I have two questions regarding applets:

1) Do I need a Web-Server like Tomcat to run applets or can I simply open them in the browser?

2) How can I compile an applet in the eclipse environment?

thx

pat


----------



## Campino (21. Mrz 2005)

pat270881 hat gesagt.:
			
		

> Hello,
> 
> I have two questions regarding applets:
> 
> ...



Hello, 

first you are in an German forum, it isn't very intelligent to ask English questions here.

1) No, you don't need a Server like Tomcat. You can open it in the browser.
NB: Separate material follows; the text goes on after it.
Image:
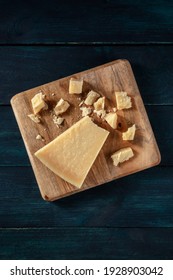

To use it in a homepage, you can use the normal Webserver (where the homepage is on).

2) eclipse compiles applets hisself. You only have to take the class files from the bin-Folder from your Project Directory. Then you had to prepare a html-page for the applet and open it in your browser. You can test your applet with eclipse by using Run->Run as...->Java Applet. To create a jar-archive for your applet you can use file->export. This jar-archive can be put in a html-page like normal class files.


----------



## Dreezard (21. Mrz 2005)

hey campino. You have to speak english if you want to program seriously! I dont't think that there's a big problem with english here. So it is !(not very intelligent) ^^

Well. To the questions:
1) @Campino: Not every webserver supports Java-servlets, so if you want to use them it is the best to set up a server by your selft. I can recommend apache! But if it's just an applet, every webserver will work with it.

2) @Campino: right ;-)


----------



## Roar (21. Mrz 2005)

@dreezard zu 1: es geht um applets, nicht um servlets


----------



## Dreezard (21. Mrz 2005)

ich weiß. Ich habe das ja nur hinzugefügt, weil ich viele Leute kenne die als erstes immer erst mal n Chat-applet machen. Dazu ist ja ein Servlet nötig. Sie werden eh relativ häufig verwendet. Is halt ne Fußnote mit ungünstiger Formulierung ^^

Edit Illuvatar: Hier als Antwort geschriebenr Doppelpost von örs gelöscht. Siehe auch
http://www.java-forum.org/de/viewtopic.php?t=16415


----------